He Signed a 'Legally Foolproof' Voting Order and the Ink Wasn't Dry Before Experts Called It Unconstitutional
Now, I don’t have a law degree. I’ve got a GED and thirty-one years of reading people, and I’ll tell you those have served me about equally well.
But even I know that when you sign something, stand in front of cameras, and call it “legally foolproof,” you have jinxed yourself worse than a man who walks into a diner and says “I’m not that hungry.”
He signed an executive order yesterday telling states they have to build federal voter eligibility lists and restrict mail-in ballots. Told the whole country it was foolproof. Airtight. The gold standard of not being struck down by a federal judge.
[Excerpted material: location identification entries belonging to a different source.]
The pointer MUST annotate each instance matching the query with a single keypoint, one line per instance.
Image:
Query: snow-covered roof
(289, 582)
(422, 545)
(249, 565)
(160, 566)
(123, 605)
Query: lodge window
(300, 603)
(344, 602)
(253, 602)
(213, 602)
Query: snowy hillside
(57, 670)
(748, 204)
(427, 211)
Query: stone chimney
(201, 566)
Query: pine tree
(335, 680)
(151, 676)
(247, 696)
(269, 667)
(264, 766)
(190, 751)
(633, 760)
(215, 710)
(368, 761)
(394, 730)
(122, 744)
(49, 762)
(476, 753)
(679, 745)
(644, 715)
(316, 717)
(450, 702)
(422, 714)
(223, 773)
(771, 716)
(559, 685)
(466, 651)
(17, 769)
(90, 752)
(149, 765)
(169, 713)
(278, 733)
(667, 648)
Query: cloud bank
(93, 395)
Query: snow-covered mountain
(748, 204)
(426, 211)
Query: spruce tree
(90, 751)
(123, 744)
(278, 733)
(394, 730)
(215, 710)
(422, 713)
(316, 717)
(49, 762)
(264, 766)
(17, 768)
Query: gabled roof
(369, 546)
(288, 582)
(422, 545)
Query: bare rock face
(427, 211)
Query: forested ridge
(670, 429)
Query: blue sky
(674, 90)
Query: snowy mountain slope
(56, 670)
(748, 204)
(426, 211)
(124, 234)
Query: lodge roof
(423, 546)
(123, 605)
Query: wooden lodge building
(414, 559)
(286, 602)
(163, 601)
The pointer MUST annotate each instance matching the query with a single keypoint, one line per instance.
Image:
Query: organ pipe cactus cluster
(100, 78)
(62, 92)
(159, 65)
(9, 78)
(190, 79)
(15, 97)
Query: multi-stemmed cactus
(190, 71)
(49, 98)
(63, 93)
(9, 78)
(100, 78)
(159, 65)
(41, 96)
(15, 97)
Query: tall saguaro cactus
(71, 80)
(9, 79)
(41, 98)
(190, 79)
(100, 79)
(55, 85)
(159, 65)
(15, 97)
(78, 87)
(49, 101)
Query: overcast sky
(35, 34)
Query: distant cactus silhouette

Election law experts — the people whose actual job it is to know things about election law — said it was unconstitutional before the press conference was over. Some of them probably said it while he was still signing.
Here’s the thing about calling your own work foolproof. It’s an invitation. It’s the universe leaning over the counter and saying “oh, is that right?” And then the coffee machine breaks and someone slips on the wet floor and the health inspector shows up and you’re out of pie.
He also — same day, different subject, equally baffling — told the press that U.S. forces would be leaving Iran in “two to three weeks.”
We’re still there. He’s still threatening to blow up their power grid. He extended the pause because they gave him boats. And now we’re leaving in two to three weeks.
I’ve had customers tell me their tab was “basically paid off” when they still owed me for four months of Tuesday lunches.
I know what that face looks like.
You take care now. Drive safe. The roads are fine — it’s the other stuff you got to watch out for.
Sweetpea Diner, Somewhere in West Texas — We don’t call anything foolproof. That’s just asking for it.